- Dorothy Molloy
- Born: 10 June 1942 Ballina, County Mayo, Ireland
- Died: 4 January 2004 (aged 61) Dublin, Ireland
- Education: University College Dublin
- Known for: Poet, journalist and artist

= Dorothy Molloy =

Irish poet, journalist and artist

Dorothy Molloy (10 June 1942 – 4 January 2004) was an Irish poet, journalist and artist.

== Early life ==
Dorothy Mary Molloy was born in Ballina, County Mayo to Patrick Molloy and Catherine Doris Murphy. Her father was a builder and moved the family of three sons and two daughters to Dublin in about 1948. As a result, Molloy was educated in the Loreto Abbey, Dalkey. She went on to University College Dublin, UCD, where she studied languages — specifically French and Spanish. Molloy worked in both countries as an exchange student and au pair.
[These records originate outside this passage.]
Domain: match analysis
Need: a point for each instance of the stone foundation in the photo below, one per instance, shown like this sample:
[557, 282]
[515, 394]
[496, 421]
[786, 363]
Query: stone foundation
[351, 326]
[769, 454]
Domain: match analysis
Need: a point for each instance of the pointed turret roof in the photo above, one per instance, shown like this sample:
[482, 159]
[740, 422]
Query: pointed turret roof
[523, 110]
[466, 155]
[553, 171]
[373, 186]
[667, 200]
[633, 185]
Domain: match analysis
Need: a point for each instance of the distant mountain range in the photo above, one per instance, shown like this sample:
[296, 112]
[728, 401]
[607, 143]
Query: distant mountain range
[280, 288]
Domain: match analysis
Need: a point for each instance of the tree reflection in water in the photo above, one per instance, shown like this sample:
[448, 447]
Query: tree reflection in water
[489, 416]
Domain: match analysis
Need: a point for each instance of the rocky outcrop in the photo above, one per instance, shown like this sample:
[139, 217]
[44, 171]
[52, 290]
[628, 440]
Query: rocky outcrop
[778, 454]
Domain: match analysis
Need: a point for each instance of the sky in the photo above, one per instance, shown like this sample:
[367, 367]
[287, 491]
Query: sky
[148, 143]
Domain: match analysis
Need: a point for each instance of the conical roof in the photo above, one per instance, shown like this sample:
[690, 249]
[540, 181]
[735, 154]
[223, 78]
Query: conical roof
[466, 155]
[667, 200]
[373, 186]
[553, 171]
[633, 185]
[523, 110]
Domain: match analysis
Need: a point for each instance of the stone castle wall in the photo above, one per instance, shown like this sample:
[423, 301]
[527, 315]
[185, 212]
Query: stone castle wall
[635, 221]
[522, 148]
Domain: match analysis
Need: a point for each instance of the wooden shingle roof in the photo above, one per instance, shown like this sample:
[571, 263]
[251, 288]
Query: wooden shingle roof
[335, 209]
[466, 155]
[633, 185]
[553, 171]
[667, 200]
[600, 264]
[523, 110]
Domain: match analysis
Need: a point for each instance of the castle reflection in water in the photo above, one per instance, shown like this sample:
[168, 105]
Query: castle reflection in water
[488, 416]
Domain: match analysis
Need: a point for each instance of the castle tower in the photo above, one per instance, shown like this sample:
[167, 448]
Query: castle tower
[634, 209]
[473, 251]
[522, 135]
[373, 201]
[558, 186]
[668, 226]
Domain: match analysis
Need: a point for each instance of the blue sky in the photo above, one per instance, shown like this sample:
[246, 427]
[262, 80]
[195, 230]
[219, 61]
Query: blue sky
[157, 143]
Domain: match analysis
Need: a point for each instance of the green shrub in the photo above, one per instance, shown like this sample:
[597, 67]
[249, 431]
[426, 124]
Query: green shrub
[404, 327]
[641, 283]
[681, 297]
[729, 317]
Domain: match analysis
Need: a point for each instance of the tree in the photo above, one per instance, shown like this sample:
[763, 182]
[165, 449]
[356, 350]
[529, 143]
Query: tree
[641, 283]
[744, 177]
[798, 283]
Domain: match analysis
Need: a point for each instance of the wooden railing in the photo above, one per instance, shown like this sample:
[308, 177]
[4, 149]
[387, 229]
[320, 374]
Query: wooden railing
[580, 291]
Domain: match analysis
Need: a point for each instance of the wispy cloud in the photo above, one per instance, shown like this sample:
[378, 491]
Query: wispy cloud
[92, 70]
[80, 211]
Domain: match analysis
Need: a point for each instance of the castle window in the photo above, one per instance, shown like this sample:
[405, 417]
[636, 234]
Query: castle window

On graduating, Molloy moved to Barcelona where she worked on a project which was to document the history of the Irish on the European continent.

==Career==
For the UCD Overseas Project Molloy spent considerable time working in the Spanish archives and wrote her work in articles for Éire-Ireland in 1971. She went on to work for the Spanish magazine Destino, the London-based Art and Artists and for the Irish Independent. Molloy also worked as a curator for an art gallery in Spain. She helped organise a solo show for Julia Mateu in Dublin in 1967.
During this time she was also painting. In 1970 Molloy won the first prize in the XI Salon Femenino de Arte Actual in Barcelona. She followed this with solo exhibitions in Barcelona in 1971 and 1973.
In 1979 Molloy returned to Dublin and had solo exhibitions in Galway in 1984 and Dublin 1991. Her work was selling well. Molloy took the time to return to college and graduated in 1984 with an M.Phil. in medieval studies from UCD and a diploma in psychology. She gained a Ph.D in 1997.

From 1997 to 2003 Molloy directed workshops in UCD and began to submit her poetry for publication. Her first volume of poems, Hare soup was published in 2004 by Faber and Faber. The book was critically acclaimed and won the Irish Times Poetry Now Award in 2005.

However Molloy had been diagnosed with liver cancer in November 2003 and died in Dublin on 4 January 2004.

Gethsemane Day was published in 2006, Long-Distance Swimmer in 2009 and The Poems of Dorothy Molloy, which collected all of these and unpublished and uncollected work, in 2019.

==Personal life==
Molloy married Andrew Carpenter, a lecturer and professor from the School of English in UCD on 3 February 1983. They had no children.